Как вы понимаете, работать в этот день я уже не мог. Не разумом, а всей утробой понимал, что в этот день решается и моя судьба. Хотя тогда ещё о выезде в Израиль не помышлял. Я пошёл к своему начальству и, сославшись на острые боли в животе, отпросился, будто бы для визита к врачу, а сам вместе с Колей сыпанул на Манежную площадь.
Вы думаете, только мы с Колей оказались такими умными? Слушать заграничное радио на русском языке категорически воспрещается под угрозой административного и даже судебного преследования. Это в СССР знает каждый. И тем не менее, вся Россия, у кого мозги хоть немножко работают, укрываясь от чужих глаз и ушей, липнет к своим транзисторам и портит себе нервную систему в неравной борьбе с советскими заглушающими станциями.
Сотни москвичей и, кстати сказать, в основном, неевреев, прогуливались с одинаковым безразличным видом вокруг Манежной площади, и их сгорающие от любопытства глаза выдавали своим мерцанием аккуратных слушателей «Би-Би-Си» и «Голоса Израиля». Мы с Колей присоединились к ним, потому что ближе подойти было невозможно. Типы в штатском, не церемонясь, выпроваживали каждого, кто делал лишний шаг, и ещё проверяли документы и делали какие-то выписки себе в книжечку.

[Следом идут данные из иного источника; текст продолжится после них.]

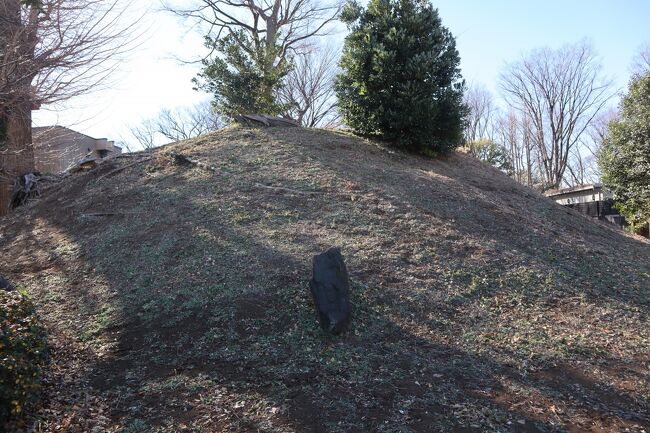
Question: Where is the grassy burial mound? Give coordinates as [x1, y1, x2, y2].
[0, 128, 650, 433]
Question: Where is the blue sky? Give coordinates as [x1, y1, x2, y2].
[433, 0, 650, 91]
[34, 0, 650, 145]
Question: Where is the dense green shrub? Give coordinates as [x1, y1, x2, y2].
[193, 31, 291, 118]
[0, 290, 46, 422]
[335, 0, 467, 153]
[598, 73, 650, 229]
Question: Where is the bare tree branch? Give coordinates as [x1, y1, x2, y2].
[280, 47, 338, 128]
[500, 42, 613, 188]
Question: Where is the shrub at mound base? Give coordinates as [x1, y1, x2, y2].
[0, 290, 46, 429]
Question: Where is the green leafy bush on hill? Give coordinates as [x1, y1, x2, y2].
[0, 290, 47, 426]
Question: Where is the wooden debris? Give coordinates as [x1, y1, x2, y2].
[11, 172, 41, 209]
[235, 114, 300, 127]
[169, 152, 218, 173]
[97, 156, 153, 181]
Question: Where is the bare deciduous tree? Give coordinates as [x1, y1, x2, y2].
[500, 42, 613, 188]
[0, 0, 135, 214]
[129, 102, 225, 149]
[165, 0, 341, 68]
[632, 43, 650, 76]
[463, 84, 496, 142]
[281, 48, 338, 128]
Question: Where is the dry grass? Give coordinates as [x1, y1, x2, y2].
[0, 123, 650, 433]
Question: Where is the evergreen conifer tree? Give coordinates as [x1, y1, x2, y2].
[335, 0, 467, 153]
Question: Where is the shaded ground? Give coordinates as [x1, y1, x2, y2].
[0, 128, 650, 433]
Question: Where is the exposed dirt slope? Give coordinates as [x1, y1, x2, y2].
[0, 128, 650, 433]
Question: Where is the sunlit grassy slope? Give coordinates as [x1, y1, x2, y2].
[0, 128, 650, 432]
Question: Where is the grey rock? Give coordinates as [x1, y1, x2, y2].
[0, 275, 16, 292]
[309, 248, 351, 335]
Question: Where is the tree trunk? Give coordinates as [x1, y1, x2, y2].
[0, 103, 35, 215]
[0, 0, 37, 215]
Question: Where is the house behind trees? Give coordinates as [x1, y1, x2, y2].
[545, 183, 625, 227]
[33, 126, 122, 173]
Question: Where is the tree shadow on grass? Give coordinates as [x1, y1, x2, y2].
[2, 132, 648, 432]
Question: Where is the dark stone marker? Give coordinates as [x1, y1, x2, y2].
[0, 275, 16, 292]
[309, 248, 351, 335]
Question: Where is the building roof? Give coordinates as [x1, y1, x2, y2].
[32, 125, 102, 140]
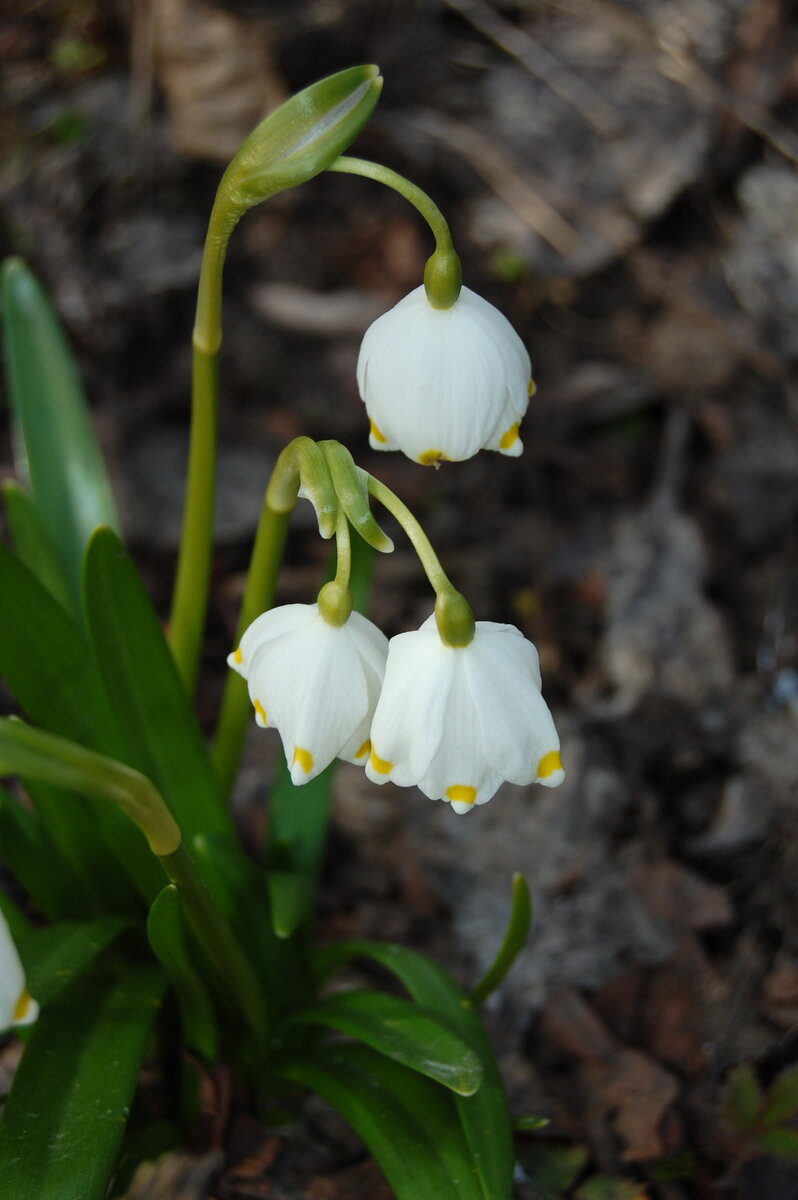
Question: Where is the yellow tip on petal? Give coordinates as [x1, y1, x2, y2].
[446, 784, 476, 804]
[12, 988, 34, 1025]
[292, 746, 313, 775]
[368, 749, 394, 775]
[538, 750, 563, 779]
[419, 450, 451, 467]
[499, 421, 521, 450]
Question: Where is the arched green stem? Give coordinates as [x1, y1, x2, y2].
[368, 475, 475, 647]
[328, 155, 463, 308]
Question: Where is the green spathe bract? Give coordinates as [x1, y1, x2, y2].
[229, 66, 383, 206]
[0, 66, 537, 1200]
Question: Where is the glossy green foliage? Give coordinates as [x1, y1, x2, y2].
[146, 884, 217, 1062]
[2, 259, 118, 604]
[19, 917, 133, 1007]
[317, 942, 514, 1200]
[0, 966, 163, 1200]
[85, 529, 232, 839]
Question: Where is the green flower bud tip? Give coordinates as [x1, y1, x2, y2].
[226, 65, 383, 206]
[318, 580, 352, 628]
[424, 247, 463, 308]
[436, 588, 476, 648]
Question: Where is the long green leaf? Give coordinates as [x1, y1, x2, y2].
[2, 480, 76, 614]
[23, 779, 141, 916]
[266, 871, 312, 938]
[281, 1045, 484, 1200]
[19, 917, 132, 1007]
[288, 991, 482, 1096]
[317, 942, 515, 1200]
[85, 529, 233, 840]
[0, 966, 163, 1200]
[146, 883, 217, 1062]
[2, 259, 119, 604]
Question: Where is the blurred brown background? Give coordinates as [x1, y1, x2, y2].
[0, 0, 798, 1200]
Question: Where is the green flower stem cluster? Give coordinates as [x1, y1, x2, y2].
[0, 66, 542, 1200]
[212, 437, 474, 793]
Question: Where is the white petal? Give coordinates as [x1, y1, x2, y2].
[467, 623, 564, 787]
[0, 913, 38, 1030]
[227, 604, 318, 679]
[366, 623, 456, 787]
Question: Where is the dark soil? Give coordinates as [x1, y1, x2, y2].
[0, 0, 798, 1200]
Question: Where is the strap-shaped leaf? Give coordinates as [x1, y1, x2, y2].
[0, 542, 120, 758]
[0, 788, 82, 920]
[19, 917, 133, 1007]
[85, 529, 232, 839]
[2, 480, 76, 614]
[0, 966, 163, 1200]
[317, 942, 515, 1200]
[146, 883, 217, 1062]
[2, 259, 119, 604]
[281, 1045, 484, 1200]
[289, 991, 482, 1096]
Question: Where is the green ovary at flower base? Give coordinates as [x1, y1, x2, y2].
[366, 614, 565, 814]
[227, 604, 388, 784]
[358, 287, 533, 466]
[330, 156, 534, 467]
[0, 913, 38, 1032]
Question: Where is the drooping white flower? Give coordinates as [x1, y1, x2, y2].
[358, 286, 534, 464]
[366, 616, 565, 814]
[0, 912, 38, 1031]
[227, 604, 388, 784]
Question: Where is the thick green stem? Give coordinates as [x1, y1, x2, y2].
[328, 155, 463, 308]
[328, 155, 452, 251]
[168, 196, 241, 694]
[161, 844, 268, 1048]
[368, 475, 475, 647]
[211, 503, 290, 796]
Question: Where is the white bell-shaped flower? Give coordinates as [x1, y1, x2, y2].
[358, 286, 534, 466]
[227, 604, 388, 784]
[366, 616, 565, 814]
[0, 912, 38, 1031]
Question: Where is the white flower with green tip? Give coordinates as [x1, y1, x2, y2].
[366, 616, 565, 814]
[358, 286, 534, 466]
[0, 912, 38, 1030]
[227, 604, 388, 784]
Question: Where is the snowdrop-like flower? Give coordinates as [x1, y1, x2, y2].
[358, 286, 534, 464]
[0, 913, 38, 1030]
[366, 616, 565, 814]
[227, 604, 388, 784]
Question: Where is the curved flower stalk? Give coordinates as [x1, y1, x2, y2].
[358, 286, 534, 466]
[0, 913, 38, 1031]
[366, 616, 565, 814]
[227, 600, 388, 784]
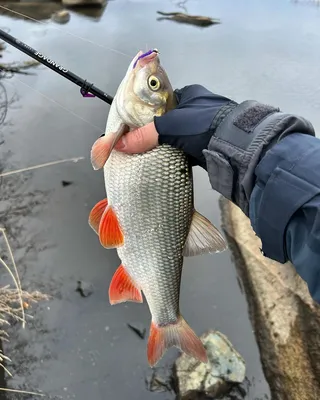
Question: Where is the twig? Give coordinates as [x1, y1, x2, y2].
[0, 157, 85, 177]
[0, 228, 26, 329]
[0, 256, 26, 328]
[0, 388, 44, 397]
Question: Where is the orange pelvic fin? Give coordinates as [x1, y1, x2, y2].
[147, 316, 208, 367]
[89, 199, 108, 234]
[183, 211, 227, 257]
[91, 124, 129, 170]
[99, 205, 124, 249]
[109, 264, 143, 304]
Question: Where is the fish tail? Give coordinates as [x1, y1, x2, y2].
[147, 315, 208, 367]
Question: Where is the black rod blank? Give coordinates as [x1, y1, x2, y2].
[0, 29, 113, 104]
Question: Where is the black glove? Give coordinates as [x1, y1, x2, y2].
[154, 85, 315, 216]
[154, 85, 237, 169]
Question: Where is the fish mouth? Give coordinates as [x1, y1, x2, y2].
[133, 49, 159, 69]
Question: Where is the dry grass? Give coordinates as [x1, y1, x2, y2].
[0, 228, 49, 396]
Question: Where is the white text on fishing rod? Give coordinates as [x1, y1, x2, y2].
[35, 51, 68, 73]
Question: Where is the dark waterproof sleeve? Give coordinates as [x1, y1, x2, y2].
[249, 133, 320, 303]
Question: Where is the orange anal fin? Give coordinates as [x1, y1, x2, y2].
[91, 124, 129, 170]
[99, 206, 124, 249]
[89, 199, 108, 234]
[109, 264, 143, 304]
[147, 316, 208, 367]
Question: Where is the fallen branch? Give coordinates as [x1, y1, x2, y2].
[0, 157, 85, 178]
[157, 11, 220, 27]
[0, 388, 44, 397]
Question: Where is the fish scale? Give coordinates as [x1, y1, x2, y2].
[89, 50, 226, 366]
[104, 145, 193, 325]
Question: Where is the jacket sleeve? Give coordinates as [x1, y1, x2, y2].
[249, 133, 320, 303]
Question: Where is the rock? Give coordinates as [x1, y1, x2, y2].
[220, 199, 320, 400]
[174, 331, 246, 400]
[52, 10, 70, 24]
[62, 0, 106, 7]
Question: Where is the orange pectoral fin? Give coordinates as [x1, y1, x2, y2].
[91, 124, 129, 170]
[109, 264, 143, 304]
[89, 199, 108, 234]
[99, 206, 124, 249]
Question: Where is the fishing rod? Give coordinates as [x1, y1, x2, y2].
[0, 29, 113, 104]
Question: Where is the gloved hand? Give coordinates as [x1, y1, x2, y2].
[115, 85, 315, 216]
[115, 85, 237, 169]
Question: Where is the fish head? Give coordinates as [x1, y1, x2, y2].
[91, 50, 176, 169]
[116, 50, 176, 128]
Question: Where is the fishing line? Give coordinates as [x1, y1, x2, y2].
[8, 76, 104, 134]
[0, 5, 133, 58]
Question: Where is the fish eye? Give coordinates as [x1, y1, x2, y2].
[148, 75, 161, 91]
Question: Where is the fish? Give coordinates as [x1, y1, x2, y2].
[89, 49, 227, 367]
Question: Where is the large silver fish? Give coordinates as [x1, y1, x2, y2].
[89, 50, 226, 366]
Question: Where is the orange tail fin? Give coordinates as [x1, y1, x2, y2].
[147, 316, 208, 367]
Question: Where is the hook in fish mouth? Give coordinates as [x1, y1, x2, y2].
[133, 49, 160, 69]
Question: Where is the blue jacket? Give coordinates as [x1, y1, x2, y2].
[249, 133, 320, 303]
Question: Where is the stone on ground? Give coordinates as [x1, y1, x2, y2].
[175, 330, 246, 400]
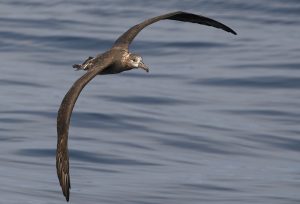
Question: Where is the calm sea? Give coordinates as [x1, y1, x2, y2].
[0, 0, 300, 204]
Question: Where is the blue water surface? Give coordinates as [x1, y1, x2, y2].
[0, 0, 300, 204]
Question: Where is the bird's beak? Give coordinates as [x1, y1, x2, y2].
[139, 61, 149, 72]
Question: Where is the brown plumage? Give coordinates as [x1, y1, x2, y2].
[56, 11, 236, 201]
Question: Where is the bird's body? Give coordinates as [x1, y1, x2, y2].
[56, 11, 236, 201]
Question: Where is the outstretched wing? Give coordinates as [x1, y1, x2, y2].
[114, 11, 236, 49]
[56, 56, 111, 201]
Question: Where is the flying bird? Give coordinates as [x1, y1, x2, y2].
[56, 11, 236, 201]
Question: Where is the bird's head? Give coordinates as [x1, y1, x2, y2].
[127, 53, 149, 72]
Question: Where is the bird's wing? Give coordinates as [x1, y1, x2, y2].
[114, 11, 236, 49]
[56, 56, 111, 201]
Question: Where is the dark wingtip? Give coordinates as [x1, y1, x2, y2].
[72, 64, 82, 69]
[228, 29, 237, 35]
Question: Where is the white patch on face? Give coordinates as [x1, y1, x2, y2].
[130, 57, 142, 68]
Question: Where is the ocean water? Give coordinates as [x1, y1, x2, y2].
[0, 0, 300, 204]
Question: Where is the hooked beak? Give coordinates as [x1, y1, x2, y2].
[139, 61, 149, 72]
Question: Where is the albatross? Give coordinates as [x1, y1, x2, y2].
[56, 11, 236, 201]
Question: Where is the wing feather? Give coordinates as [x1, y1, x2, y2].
[56, 57, 111, 201]
[114, 11, 236, 49]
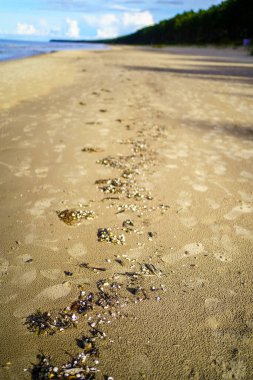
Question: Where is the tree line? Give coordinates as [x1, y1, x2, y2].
[104, 0, 253, 45]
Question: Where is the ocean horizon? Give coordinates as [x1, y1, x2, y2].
[0, 39, 107, 61]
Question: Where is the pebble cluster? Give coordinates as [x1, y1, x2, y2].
[25, 127, 169, 380]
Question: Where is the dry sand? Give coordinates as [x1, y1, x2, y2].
[0, 47, 253, 380]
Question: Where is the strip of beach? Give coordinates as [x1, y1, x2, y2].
[0, 46, 253, 380]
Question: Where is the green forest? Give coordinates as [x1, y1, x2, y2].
[104, 0, 253, 45]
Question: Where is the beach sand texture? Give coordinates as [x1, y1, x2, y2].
[0, 47, 253, 380]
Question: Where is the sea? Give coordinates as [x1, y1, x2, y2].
[0, 39, 107, 61]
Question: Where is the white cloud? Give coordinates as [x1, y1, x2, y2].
[123, 11, 154, 29]
[109, 4, 140, 12]
[16, 22, 37, 36]
[82, 11, 154, 38]
[66, 18, 80, 38]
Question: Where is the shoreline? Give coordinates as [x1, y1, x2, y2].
[0, 46, 253, 380]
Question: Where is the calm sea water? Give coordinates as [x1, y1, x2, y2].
[0, 40, 106, 61]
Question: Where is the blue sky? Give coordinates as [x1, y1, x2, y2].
[0, 0, 221, 40]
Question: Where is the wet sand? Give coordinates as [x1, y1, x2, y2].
[0, 47, 253, 380]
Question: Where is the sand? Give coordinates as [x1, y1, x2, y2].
[0, 47, 253, 380]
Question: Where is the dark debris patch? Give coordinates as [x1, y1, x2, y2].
[56, 208, 95, 226]
[97, 228, 125, 244]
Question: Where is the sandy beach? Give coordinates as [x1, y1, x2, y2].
[0, 47, 253, 380]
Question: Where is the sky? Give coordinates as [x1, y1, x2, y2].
[0, 0, 221, 41]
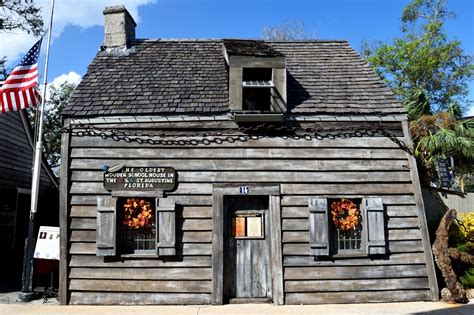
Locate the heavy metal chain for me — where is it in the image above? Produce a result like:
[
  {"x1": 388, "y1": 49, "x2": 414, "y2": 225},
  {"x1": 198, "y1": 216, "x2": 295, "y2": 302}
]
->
[{"x1": 62, "y1": 123, "x2": 413, "y2": 154}]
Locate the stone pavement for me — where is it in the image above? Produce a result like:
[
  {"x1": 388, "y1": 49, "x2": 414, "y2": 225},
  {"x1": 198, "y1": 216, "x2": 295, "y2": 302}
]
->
[{"x1": 0, "y1": 292, "x2": 474, "y2": 315}]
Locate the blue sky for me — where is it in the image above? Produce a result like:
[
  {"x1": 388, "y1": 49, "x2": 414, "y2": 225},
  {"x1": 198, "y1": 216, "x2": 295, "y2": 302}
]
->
[{"x1": 0, "y1": 0, "x2": 474, "y2": 115}]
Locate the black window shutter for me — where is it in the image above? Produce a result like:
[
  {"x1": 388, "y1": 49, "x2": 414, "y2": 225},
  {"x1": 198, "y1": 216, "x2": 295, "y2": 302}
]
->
[
  {"x1": 96, "y1": 196, "x2": 117, "y2": 256},
  {"x1": 309, "y1": 198, "x2": 329, "y2": 256},
  {"x1": 156, "y1": 198, "x2": 176, "y2": 256},
  {"x1": 365, "y1": 198, "x2": 386, "y2": 255}
]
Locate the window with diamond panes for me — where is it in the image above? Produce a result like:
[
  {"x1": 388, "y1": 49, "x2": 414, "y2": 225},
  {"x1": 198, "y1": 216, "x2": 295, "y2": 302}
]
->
[
  {"x1": 118, "y1": 198, "x2": 156, "y2": 254},
  {"x1": 328, "y1": 198, "x2": 366, "y2": 255}
]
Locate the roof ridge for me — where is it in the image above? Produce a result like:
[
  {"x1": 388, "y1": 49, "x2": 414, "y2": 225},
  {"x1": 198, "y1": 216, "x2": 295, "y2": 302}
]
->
[{"x1": 134, "y1": 37, "x2": 349, "y2": 44}]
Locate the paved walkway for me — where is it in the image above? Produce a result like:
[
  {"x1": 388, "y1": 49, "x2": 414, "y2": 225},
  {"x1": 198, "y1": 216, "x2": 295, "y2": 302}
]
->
[{"x1": 0, "y1": 292, "x2": 474, "y2": 315}]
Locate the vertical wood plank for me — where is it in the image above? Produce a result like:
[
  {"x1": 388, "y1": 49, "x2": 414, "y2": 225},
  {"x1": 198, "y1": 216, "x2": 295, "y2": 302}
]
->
[
  {"x1": 269, "y1": 195, "x2": 284, "y2": 305},
  {"x1": 59, "y1": 118, "x2": 70, "y2": 305},
  {"x1": 211, "y1": 187, "x2": 224, "y2": 305},
  {"x1": 308, "y1": 198, "x2": 329, "y2": 256},
  {"x1": 156, "y1": 197, "x2": 176, "y2": 256},
  {"x1": 96, "y1": 196, "x2": 117, "y2": 256},
  {"x1": 365, "y1": 198, "x2": 386, "y2": 255},
  {"x1": 402, "y1": 120, "x2": 439, "y2": 301}
]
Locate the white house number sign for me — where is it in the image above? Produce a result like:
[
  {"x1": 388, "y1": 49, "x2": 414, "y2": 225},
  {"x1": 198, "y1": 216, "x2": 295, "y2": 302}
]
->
[{"x1": 240, "y1": 186, "x2": 250, "y2": 195}]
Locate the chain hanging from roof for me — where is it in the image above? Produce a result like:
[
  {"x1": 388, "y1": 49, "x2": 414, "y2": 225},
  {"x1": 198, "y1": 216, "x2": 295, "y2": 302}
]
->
[{"x1": 62, "y1": 123, "x2": 413, "y2": 155}]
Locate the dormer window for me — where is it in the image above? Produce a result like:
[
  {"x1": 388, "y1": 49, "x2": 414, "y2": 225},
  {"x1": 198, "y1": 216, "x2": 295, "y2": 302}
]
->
[
  {"x1": 242, "y1": 68, "x2": 275, "y2": 112},
  {"x1": 224, "y1": 40, "x2": 286, "y2": 122}
]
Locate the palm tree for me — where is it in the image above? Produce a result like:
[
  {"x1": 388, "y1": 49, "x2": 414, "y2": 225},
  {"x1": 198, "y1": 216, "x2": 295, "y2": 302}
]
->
[{"x1": 410, "y1": 112, "x2": 474, "y2": 190}]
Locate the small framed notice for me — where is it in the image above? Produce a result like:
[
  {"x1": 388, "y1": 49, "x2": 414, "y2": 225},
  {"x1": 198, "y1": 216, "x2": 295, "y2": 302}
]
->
[
  {"x1": 34, "y1": 226, "x2": 59, "y2": 260},
  {"x1": 247, "y1": 216, "x2": 263, "y2": 237},
  {"x1": 232, "y1": 212, "x2": 265, "y2": 239}
]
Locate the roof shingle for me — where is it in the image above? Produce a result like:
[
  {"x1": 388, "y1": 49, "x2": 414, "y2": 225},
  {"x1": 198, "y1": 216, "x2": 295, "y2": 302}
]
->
[{"x1": 62, "y1": 40, "x2": 405, "y2": 116}]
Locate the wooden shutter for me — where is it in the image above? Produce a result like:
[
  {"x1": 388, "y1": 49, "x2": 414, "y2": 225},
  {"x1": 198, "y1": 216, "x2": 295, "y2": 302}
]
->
[
  {"x1": 96, "y1": 197, "x2": 117, "y2": 256},
  {"x1": 365, "y1": 198, "x2": 386, "y2": 255},
  {"x1": 309, "y1": 198, "x2": 329, "y2": 256},
  {"x1": 156, "y1": 198, "x2": 176, "y2": 256}
]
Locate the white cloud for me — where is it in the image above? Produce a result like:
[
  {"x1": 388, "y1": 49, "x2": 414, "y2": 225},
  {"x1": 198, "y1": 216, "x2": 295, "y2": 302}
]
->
[
  {"x1": 39, "y1": 71, "x2": 82, "y2": 101},
  {"x1": 464, "y1": 105, "x2": 474, "y2": 117},
  {"x1": 50, "y1": 71, "x2": 82, "y2": 87},
  {"x1": 0, "y1": 0, "x2": 156, "y2": 66}
]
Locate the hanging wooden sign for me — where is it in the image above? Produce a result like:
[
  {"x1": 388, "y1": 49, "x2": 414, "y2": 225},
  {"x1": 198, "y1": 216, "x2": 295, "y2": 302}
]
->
[{"x1": 104, "y1": 166, "x2": 176, "y2": 191}]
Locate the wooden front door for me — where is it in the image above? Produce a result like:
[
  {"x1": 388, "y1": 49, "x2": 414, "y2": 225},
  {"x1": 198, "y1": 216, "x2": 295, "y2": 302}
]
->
[{"x1": 224, "y1": 196, "x2": 272, "y2": 302}]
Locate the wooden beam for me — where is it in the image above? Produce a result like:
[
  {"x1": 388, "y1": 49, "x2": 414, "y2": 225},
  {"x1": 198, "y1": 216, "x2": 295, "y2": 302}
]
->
[
  {"x1": 59, "y1": 118, "x2": 70, "y2": 305},
  {"x1": 402, "y1": 120, "x2": 439, "y2": 301},
  {"x1": 269, "y1": 195, "x2": 285, "y2": 305},
  {"x1": 211, "y1": 187, "x2": 224, "y2": 305}
]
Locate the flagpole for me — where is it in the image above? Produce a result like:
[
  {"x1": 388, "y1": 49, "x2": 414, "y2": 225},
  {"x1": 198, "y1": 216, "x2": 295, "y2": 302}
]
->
[{"x1": 18, "y1": 0, "x2": 54, "y2": 302}]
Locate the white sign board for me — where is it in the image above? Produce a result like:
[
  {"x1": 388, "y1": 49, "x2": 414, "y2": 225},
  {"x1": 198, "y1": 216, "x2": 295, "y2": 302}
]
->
[{"x1": 34, "y1": 226, "x2": 59, "y2": 260}]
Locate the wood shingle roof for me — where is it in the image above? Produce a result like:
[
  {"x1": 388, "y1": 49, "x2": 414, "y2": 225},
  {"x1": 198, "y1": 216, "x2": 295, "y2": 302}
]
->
[{"x1": 63, "y1": 40, "x2": 405, "y2": 117}]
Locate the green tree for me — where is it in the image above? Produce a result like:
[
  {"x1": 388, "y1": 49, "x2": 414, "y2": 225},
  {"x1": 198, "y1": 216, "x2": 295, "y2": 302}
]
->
[
  {"x1": 30, "y1": 82, "x2": 76, "y2": 169},
  {"x1": 362, "y1": 0, "x2": 474, "y2": 119},
  {"x1": 362, "y1": 0, "x2": 474, "y2": 190}
]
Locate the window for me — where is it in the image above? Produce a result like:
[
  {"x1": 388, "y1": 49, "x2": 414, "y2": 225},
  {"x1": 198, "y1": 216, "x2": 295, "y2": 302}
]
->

Мы с Колей не лезли на рожон, а наблюдали издали, стараясь угадать, что творится за зеркальными окнами Приёмной Президиума, хотя там были наглухо опущены шторы и морозный иней покрыл всё стекло. Эти двадцать четыре еврея, обложенные сейчас, как волки охотниками, рисовались нам сказочными богатырями.
– Аркаша, вдумайся, – хрипел мне на ухо вконец очумевший Коля Мухин, – такого сроду не бывало за всю историю советской власти. Такое присниться не могло! Пойти в открытую против такой махины, которую весь мир боится. И кто? Двадцать четыре человека! И каких? Одни евреи! Нет, в голове не укладывается.
Он переводил дух и снова заводил:
– Их, конечно, сотрут в порошок. Скоро поволокут вон в те фургоны. Гляди, сколько «воронов» пригнали. Но дело, Аркаша, не в этом! Сам факт! Понял? Эти двадцать четыре всей России мозги прочистят. Мол, не так страшен чёрт, как его малюют. Ох, и дадут они пример советскому народу, ох, и пустят трещину по фасаду – век не залепить никаким цементом. Это, Аркаша, исторический день. Помяни моё слово, слово члена КПСС с 1942 года. Пойдём сообразим погреться.
Было холодно и ветрено. По Красной площади мело сухим снегом, и стук сапог часовых, сменявших почётный караул у чёрного Мавзолея Ленина, отдавался в сердце и даже в желудке. Становилось зябко и тошновато, словно голый стоишь и беззащитный. А уж что должны были чувствовать те двадцать четыре шальных, у меня в голове не укладывалось.
Мы бегали с Колей за угол и для сугреву принимали по сто грамм. И не хмелели. И снова возврашались на свой наблюдательный пункт, откуда видна вся Манежная плошадь с кучами милиционеров и кагебистов и страшными крытыми автомобилями с большими радиоантеннами.
Чего долго рассказывать? Это был сумасшедший день. Мы мёрзли час за часом, и водка уже не помогала, а никаких перемен не наступало. Власти ничего не предпринимали, должно быть, совещались весь день, как поступить.